- Je respecte et je prends votre avis en considération mais, avant tout, je pense qu'il est primordial de faire libérer Jean. Si c'était moi le prisonnier, ce serait moins grave et vous n'auriez pas à juger le cas avec une telle urgence. Je suis vieux, épuisé, aussi vaudrait-il mieux et peut-être me serait-il plus utile de méditer sur la miséricorde de Jésus à travers les barreaux d'une prison.
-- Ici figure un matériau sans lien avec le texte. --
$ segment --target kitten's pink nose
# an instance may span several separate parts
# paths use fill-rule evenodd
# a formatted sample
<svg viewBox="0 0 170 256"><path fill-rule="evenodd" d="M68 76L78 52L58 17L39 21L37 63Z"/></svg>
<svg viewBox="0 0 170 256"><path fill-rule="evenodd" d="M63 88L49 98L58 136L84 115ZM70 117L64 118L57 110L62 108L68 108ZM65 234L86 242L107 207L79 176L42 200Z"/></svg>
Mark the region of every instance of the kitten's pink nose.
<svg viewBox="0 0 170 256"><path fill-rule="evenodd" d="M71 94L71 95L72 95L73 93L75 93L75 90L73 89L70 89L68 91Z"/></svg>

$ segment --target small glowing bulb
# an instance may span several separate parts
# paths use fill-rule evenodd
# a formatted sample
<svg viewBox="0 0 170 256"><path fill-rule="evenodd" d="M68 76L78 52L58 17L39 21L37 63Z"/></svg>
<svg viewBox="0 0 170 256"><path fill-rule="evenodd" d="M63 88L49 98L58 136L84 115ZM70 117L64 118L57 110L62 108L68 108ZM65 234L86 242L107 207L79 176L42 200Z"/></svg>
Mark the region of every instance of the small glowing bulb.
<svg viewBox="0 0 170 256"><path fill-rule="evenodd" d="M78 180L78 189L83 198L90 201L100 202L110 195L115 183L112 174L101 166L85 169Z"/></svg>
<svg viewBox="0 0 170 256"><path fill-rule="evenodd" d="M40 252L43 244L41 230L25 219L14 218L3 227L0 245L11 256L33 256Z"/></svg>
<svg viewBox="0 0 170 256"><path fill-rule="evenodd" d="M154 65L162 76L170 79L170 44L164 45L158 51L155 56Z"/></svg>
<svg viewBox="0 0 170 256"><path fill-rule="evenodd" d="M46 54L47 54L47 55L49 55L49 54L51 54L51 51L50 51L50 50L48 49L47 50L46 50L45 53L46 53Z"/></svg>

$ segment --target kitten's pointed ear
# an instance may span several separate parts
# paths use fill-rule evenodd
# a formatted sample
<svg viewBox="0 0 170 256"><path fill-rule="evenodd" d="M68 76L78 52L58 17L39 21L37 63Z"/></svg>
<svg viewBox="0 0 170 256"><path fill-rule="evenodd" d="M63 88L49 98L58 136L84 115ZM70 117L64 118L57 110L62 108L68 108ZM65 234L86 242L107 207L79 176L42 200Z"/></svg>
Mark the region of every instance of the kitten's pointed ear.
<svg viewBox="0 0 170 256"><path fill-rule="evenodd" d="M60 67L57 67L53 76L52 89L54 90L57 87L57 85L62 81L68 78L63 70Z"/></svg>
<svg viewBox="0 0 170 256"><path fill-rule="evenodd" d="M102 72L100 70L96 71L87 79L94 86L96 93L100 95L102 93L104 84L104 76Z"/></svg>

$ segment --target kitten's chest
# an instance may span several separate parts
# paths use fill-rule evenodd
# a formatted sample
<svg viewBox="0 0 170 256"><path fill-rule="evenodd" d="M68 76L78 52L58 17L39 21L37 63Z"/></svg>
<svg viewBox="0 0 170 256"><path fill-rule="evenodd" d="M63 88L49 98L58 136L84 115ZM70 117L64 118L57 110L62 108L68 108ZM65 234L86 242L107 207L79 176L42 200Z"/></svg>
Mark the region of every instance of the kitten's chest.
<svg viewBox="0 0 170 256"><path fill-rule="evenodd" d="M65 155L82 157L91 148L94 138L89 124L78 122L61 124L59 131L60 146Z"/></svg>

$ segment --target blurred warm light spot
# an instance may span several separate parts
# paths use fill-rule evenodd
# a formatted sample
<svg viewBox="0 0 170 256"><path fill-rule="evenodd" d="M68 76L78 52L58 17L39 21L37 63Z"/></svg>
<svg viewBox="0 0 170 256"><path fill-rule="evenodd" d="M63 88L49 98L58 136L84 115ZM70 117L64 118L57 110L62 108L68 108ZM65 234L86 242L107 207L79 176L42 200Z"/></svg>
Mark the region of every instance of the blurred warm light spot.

Mais Jean est relativement jeune, fort et dévoué ; le christianisme de l'Asie ne peut dispenser ses activités constructives jusqu'à ce que d'autres travailleurs soient appelés à l'ensemencement divin. Concernant vos doutes, néanmoins, il convient de présenter un argument qui exige de la pondération. Pourquoi considérez-vous impropre la sollicitation faite à Popéia Sabine ? Vous auriez la même façon de penser si je m'étais adressé à Tigellia ou à l'empereur lui-même ? Ne seraient-ils pas victimes de la même prostitution qui affecte les favorites de la cour ? Si je mettais allié à un militaire ivre du Palatin pour obtenir la libération de notre compagnon, peut-être auriez-vous applaudi mon geste sans restriction aucune. Frères, il est fondamental de comprendre que la destruction morale de la femme vient presque toujours de la prostitution de l'homme. Je suis d'accord pour dire que Popéia n'est pas le personnage qui convient le mieux dans le cas présent en vertu des faiblesses de sa vie personnelle ; néanmoins, c'est la providence que les circonstances ont indiqué et nous devons faire libérer le dévoué disciple du Seigneur. D'ailleurs, j'ai cherché à faire valoir de tels arguments en lui rappelant l'exhortation du Maître quand il recommande à l'homme de cultiver des amis avec les richesses de l'iniquité20
. Je considère que toutes relations avec le Palatin sont des expressions de fortune inique ; mais je pense qu'il est utile d'amener ceux qui se « meurent » dans le péché à réaliser des actes de charité et de foi pour qu'ils se détachent ainsi des liens avec leur passé délictueux, assistés par l'intercession d'amis fidèles.20 (1) Luc. Chapitre 16, verset 9. - (Note d'Emmanuel)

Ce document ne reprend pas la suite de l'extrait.